This weekend I finished Marjane Satrapi’s Persepolis 2: The Story of a Return. First published in France in 2000 and 2001, this two part autobiographical tale of a young Iranian woman who grows up during a volatile time in Iran’s political development is a great starting point for trying to understand the struggle and confusion of many ordinary Iranian people during the time of the Islamic Revolution and subsequent establishing of the Islamic Republic. I should also mention, in case you’ve missed all the press about the movie version, first released in France and finally in the US in early 2008, that this is a graphic novel—not a customary autobiographical format, but extremely accessible here.

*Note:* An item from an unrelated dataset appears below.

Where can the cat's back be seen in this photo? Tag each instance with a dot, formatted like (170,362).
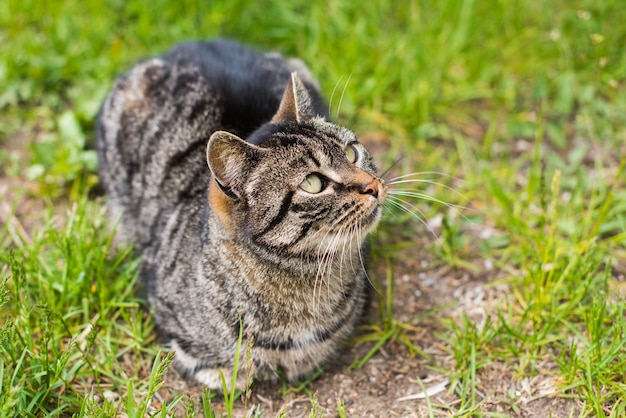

Satrapi’s parents sent her to Austria in 1983 to escape the horrors of the Iran-Iraq war and the increasing pressure of the Islamic regime. Her story telling manner is captivating as she describes the oddness of not fitting in, of coming from a totally different background from that of her classmates, and of being alone and independent in a foreign country at the age of 14. Satrapi must overcome assumptions that are made about her religion, her political background, and her sexual proclivities.
Satrapi, a wonderful graphic artist, lays out her poignant story in stark black and white, demanding the undivided attention of her reader as she portrays the most memorable and important events of her teenage and university years—telling off the nuns at her school, experimenting with drugs, living as a homeless person for several months, and feeling like a failure for wasting the incredible opportunity her parents gave her to make something of herself in Europe. All these episodes lay the groundwork for Satrapi to share her story, which is truly noteworthy.
I’m probably not the first to wish that Persepolis was required reading from high school on up to the highest ranking officials in the US and other world governments. If I sent Dubya a copy do you think he would flip through it? This is, after all, a picture book with words.